I can’t speak for Siegel, but I can’t help but wonder if her sexuality is central to how she views her place in music culture. For one, she’s the only woman in the band, no less a band with a noisy, chaotic approach to music. For another, she is not an instrumentalist in that band and is thus in what many folks conceptualize as an objectified, often feminized position for a band member to occupy. To add to that, she doesn’t fit the standard female body type long adhered to within hipster culture. While short, she is far from gamine — a bit stocky, by no means dainty. Also, she doesn’t outfit herself in youthful, fashionable, traditionally female attire (think Jenny Lewis). Instead, she clomps around in Timberland boots and football jerseys, garments traditionally aligned with masculine dress made frumpy and destabilized by her petite figure.
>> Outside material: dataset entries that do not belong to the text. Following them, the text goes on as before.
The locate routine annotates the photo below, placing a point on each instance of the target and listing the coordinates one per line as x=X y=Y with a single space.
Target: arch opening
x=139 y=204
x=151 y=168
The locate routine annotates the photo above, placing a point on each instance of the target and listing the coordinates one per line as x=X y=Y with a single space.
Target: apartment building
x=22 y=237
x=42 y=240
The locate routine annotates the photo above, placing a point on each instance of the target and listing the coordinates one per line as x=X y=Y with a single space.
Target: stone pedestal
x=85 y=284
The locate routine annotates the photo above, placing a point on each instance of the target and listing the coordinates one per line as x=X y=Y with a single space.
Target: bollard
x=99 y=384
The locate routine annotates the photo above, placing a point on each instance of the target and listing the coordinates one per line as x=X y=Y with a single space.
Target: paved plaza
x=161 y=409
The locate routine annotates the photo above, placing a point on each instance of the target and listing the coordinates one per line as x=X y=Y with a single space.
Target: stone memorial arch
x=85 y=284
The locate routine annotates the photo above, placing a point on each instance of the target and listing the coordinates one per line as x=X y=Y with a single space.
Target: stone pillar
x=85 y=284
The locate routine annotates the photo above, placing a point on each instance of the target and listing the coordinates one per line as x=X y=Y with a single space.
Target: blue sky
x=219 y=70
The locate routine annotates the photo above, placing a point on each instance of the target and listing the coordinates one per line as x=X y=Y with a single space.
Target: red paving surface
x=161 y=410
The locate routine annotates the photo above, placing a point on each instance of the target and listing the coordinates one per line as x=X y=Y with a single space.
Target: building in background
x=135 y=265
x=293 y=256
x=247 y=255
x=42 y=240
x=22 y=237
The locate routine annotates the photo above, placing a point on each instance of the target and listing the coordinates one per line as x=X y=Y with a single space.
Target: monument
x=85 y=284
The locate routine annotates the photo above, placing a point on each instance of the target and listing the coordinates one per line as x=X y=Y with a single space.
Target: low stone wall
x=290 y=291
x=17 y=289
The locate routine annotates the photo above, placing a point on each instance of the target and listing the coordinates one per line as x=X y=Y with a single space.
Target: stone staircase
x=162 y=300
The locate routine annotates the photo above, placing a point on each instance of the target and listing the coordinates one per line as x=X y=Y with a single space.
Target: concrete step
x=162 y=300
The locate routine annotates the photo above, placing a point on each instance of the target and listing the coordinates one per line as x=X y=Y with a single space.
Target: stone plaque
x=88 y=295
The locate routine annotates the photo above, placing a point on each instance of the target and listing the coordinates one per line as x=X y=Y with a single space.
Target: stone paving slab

In short, Siegel’s presence is unquestionably queer, a fact which informs her vocal style. Rather than infantile, as others may suggest, I’d argue that Siegel’s voice is actually quite complex — at times angry, giddy, abuzz with sexual delight, flip, petulant, seething with contempt, or uncertain of either herself or the world around her. In short, she seems to occupy a more complex matrices in which women (masculine women, no less) can claim space for themselves.